To examine whether the observed inverse associations were specific to each drug, we conducted DPA for drugs in the same class as each candidate drug or for drugs that are often co-administered with the candidate drug. Cilastatin is often co-administered with imipenem, a β-lactamase inhibitor. DPA for β-lactamase inhibitors showed ROR values around 1.0, and the remarkable inverse associations observed with cilastatin were not observed (Figure S4). This result suggests that the observed COVID-19 infection suppression effect may be specific to cilastatin. Megestrol is a progesterone receptor agonist. Progesterone preparations classified as progesterone receptor agonists showed RORs around 0.5 with 95% CI upper limit less than 1, indicating inverse association trends similar to megestrol (Figure S5). This result suggests that the observed effect represents a pharmacological class effect mediated through progesterone receptors rather than a mechanism that is specific to megestrol. However, more detailed analysis is needed to clearly distinguish the influence of class effects.
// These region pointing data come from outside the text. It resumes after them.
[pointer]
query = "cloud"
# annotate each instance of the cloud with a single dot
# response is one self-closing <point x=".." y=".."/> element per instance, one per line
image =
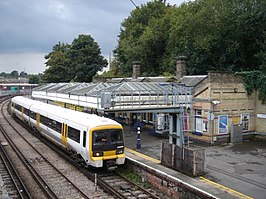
<point x="32" y="63"/>
<point x="31" y="28"/>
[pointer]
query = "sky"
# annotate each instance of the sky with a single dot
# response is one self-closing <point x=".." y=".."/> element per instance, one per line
<point x="30" y="28"/>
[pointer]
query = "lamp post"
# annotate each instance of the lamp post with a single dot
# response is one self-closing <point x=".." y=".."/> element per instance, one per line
<point x="211" y="118"/>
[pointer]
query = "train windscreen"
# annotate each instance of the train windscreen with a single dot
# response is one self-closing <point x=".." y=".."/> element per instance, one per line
<point x="108" y="139"/>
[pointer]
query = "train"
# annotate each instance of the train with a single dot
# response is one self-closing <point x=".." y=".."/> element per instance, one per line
<point x="99" y="141"/>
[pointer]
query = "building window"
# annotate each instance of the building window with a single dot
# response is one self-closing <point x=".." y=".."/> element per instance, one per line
<point x="245" y="121"/>
<point x="199" y="121"/>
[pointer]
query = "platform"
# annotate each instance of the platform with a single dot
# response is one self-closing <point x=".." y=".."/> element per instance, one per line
<point x="232" y="171"/>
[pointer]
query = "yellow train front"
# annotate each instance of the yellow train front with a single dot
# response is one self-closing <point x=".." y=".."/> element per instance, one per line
<point x="98" y="140"/>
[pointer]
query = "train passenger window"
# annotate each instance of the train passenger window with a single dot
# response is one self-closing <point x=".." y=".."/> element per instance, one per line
<point x="116" y="136"/>
<point x="58" y="127"/>
<point x="84" y="138"/>
<point x="26" y="111"/>
<point x="73" y="134"/>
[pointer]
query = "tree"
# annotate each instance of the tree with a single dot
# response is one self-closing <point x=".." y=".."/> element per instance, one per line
<point x="14" y="74"/>
<point x="86" y="59"/>
<point x="79" y="61"/>
<point x="57" y="64"/>
<point x="23" y="74"/>
<point x="143" y="38"/>
<point x="213" y="34"/>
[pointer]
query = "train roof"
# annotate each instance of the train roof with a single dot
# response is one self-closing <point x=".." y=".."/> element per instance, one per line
<point x="85" y="119"/>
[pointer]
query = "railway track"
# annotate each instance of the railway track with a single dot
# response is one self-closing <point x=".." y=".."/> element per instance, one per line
<point x="123" y="188"/>
<point x="50" y="179"/>
<point x="14" y="186"/>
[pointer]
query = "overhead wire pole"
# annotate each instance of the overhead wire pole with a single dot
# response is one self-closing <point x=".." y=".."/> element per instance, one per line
<point x="134" y="4"/>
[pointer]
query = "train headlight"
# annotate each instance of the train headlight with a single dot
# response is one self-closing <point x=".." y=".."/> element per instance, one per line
<point x="97" y="154"/>
<point x="119" y="151"/>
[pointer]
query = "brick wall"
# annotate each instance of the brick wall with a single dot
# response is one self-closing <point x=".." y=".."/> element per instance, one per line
<point x="229" y="90"/>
The remarkable inverse association observed for cilastatin is consistent with previous studies demonstrating that this drug may attenuate COVID-19 pathology by reducing SARS-CoV-2 viral replication and providing protection from the cytokine storm observed in severe COVID-19 [34]. Based on these findings, cilastatin warrants further investigation as potential therapeutic candidate for COVID-19.
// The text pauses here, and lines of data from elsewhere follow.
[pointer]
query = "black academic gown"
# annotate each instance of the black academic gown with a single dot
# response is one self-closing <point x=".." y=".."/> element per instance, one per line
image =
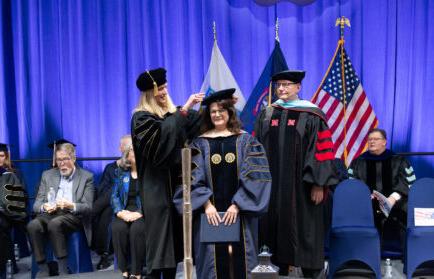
<point x="300" y="152"/>
<point x="386" y="173"/>
<point x="157" y="146"/>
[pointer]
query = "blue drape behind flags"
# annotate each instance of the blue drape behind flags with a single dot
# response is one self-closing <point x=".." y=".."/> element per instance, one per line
<point x="276" y="63"/>
<point x="349" y="113"/>
<point x="220" y="77"/>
Regarding megestrol, no literature has reported direct associations with COVID-19. However, progesterone, a drug in the same class that our DPA has indicated to be protective against COVID-19, has anti-inflammatory properties, suggesting potential as a COVID-19 treatment [35–37]. Clinical studies on COVID-19 treatment using progesterone have been conducted (NCT04365127, NCT04865029) and in the NCT04865029 trial, progesterone administration in moderate to severe COVID-19 patients resulted in significant improvement in clinical status (a score of 1.5 points, corresponding to a 3-day reduction in oxygen supplementation and 2.5-day reduction in hospitalization duration) [38]. Given the observed class effect of progesterone receptor agonists and the clinical evidence supporting progesterone, megestrol merits evaluation to determine whether it confers similar protective effects.

Note that drotrecogin alfa and ethacrynic acid could not be evaluated using this DPA due to insufficient co-occurrence reports with COVID-19-related AEs in the FAERS database during the analysis period.
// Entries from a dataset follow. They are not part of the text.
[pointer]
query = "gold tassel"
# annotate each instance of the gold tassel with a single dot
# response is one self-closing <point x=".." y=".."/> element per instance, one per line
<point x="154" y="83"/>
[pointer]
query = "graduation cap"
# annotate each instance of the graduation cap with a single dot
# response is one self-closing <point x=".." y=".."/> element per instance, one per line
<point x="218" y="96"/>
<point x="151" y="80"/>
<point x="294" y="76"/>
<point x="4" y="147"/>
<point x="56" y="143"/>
[Evaluation of Molecular Potential of Cilastatin and Megestrol for COVID-19 Treatment]

To further explore these findings at the phenome level, we conducted correlation analysis using pathway profiling with LINCS 2020 for cilastatin and megestrol, the two drugs that showed statistically significant inverse associations in DPA. LINCS 2020 is the successor database to the Connectivity Map (CMAP), an established platform for comparing phenomic signatures of any given drug with those associated with specific diseases or disease therapeutics [22]. For each drug, we explored compounds with correlated pathway profiles from 17,170 compounds (241,597 profiles) using Fisher's exact test.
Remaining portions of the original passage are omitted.